Por tanto, no tenemos por qué creer que el desaliento que el mundo nos arroja sea necesario. Cada uno de nosotros tiene especiales lecciones y deberes que aprender, pero el Amor omnipotente siempre nos ayuda a ver más allá del cuadro de la discordancia. La destrucción, la brutalidad, la inhumanidad, la tragedia en el mundo, parecen muy reales al sentido humano, y es necesario enfrentarlas y superarlas. Sin embargo, al comprender su naturaleza ilusoria, haremos esto mejor y más rápidamente. De hecho, no son sino ilusión, y esta ilusión no tiene poder. La nada es su reino y el olvido su destino. Es en nuestra consciencia que primeramente vemos la irrealidad de este mundo ilusorio y finalmente lo disolvemos mediante nuestra siempre existente capacidad para conocer a Dios y Su creación. Sencillamente no existe ningún poder externo opuesto a nosotros. Y Suyo es el poder que extirpa la decepción que trataría de ahogarnos.

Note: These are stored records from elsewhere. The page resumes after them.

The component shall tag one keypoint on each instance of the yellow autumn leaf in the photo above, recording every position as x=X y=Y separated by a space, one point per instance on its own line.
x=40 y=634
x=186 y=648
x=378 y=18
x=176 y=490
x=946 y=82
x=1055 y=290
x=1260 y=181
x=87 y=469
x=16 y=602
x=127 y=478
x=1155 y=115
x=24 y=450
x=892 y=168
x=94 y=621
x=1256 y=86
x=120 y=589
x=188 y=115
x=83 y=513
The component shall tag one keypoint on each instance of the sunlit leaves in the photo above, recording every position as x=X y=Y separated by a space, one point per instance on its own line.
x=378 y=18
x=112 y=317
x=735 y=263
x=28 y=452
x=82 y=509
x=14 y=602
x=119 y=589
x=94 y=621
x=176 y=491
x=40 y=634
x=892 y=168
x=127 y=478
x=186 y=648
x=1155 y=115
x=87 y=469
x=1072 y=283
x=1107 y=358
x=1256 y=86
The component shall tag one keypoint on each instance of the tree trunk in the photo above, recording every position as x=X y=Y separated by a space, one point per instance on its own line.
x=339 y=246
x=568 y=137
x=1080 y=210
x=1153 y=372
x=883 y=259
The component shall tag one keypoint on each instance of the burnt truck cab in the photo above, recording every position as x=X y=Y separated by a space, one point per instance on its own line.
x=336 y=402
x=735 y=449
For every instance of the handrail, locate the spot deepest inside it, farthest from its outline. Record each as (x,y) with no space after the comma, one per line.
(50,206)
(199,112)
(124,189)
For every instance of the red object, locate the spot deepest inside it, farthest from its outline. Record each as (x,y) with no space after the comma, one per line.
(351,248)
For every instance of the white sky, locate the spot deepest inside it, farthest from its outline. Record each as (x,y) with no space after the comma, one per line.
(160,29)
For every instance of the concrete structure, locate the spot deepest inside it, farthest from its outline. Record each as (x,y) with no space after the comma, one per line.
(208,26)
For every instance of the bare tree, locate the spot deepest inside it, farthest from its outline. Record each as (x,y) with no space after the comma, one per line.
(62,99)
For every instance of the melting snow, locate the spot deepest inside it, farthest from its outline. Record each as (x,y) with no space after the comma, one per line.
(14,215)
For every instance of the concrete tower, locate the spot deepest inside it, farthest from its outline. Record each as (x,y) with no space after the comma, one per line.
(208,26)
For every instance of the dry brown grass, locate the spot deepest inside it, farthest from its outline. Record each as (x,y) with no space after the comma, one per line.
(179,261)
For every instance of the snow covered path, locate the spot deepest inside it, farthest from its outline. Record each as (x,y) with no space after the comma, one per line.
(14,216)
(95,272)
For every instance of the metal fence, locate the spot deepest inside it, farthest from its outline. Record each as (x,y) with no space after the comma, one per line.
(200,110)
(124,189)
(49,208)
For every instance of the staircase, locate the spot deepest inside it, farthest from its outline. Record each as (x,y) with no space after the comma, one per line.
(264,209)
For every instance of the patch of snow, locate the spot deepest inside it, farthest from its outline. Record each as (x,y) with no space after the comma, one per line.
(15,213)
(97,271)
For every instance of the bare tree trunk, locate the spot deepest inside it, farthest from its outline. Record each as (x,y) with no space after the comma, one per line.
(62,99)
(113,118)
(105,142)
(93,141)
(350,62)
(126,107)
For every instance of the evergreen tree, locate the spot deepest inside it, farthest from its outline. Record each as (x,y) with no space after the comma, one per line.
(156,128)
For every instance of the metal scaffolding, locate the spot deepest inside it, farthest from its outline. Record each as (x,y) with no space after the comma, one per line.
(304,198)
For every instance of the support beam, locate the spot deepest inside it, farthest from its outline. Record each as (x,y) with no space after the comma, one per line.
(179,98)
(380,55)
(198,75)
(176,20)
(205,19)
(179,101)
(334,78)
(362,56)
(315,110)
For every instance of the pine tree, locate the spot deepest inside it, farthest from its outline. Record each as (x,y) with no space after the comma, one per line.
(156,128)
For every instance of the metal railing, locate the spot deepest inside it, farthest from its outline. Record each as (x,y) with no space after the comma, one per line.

Nuestro amante Padre no pide nada terrible de Sus hijos. Es el falso concepto de nosotros mismos, de que somos mortales y materiales, lo que quisiera hacer que la vida nos parezca sombría y difícil. Suyo es el amor que nos libera de la falta de visión espiritual. Suyo es el amor verdadero que nos trae alegrías más elevadas aun antes que se desvanezcan los pequeños placeres humanos. Suyo es el enorme y permanente amor que finalmente nos eleva hacia Él, y vemos que “los reinos del mundo han venido a ser de nuestro Señor...; y él reinará por los siglos de los siglos”. Apoc. 11:15.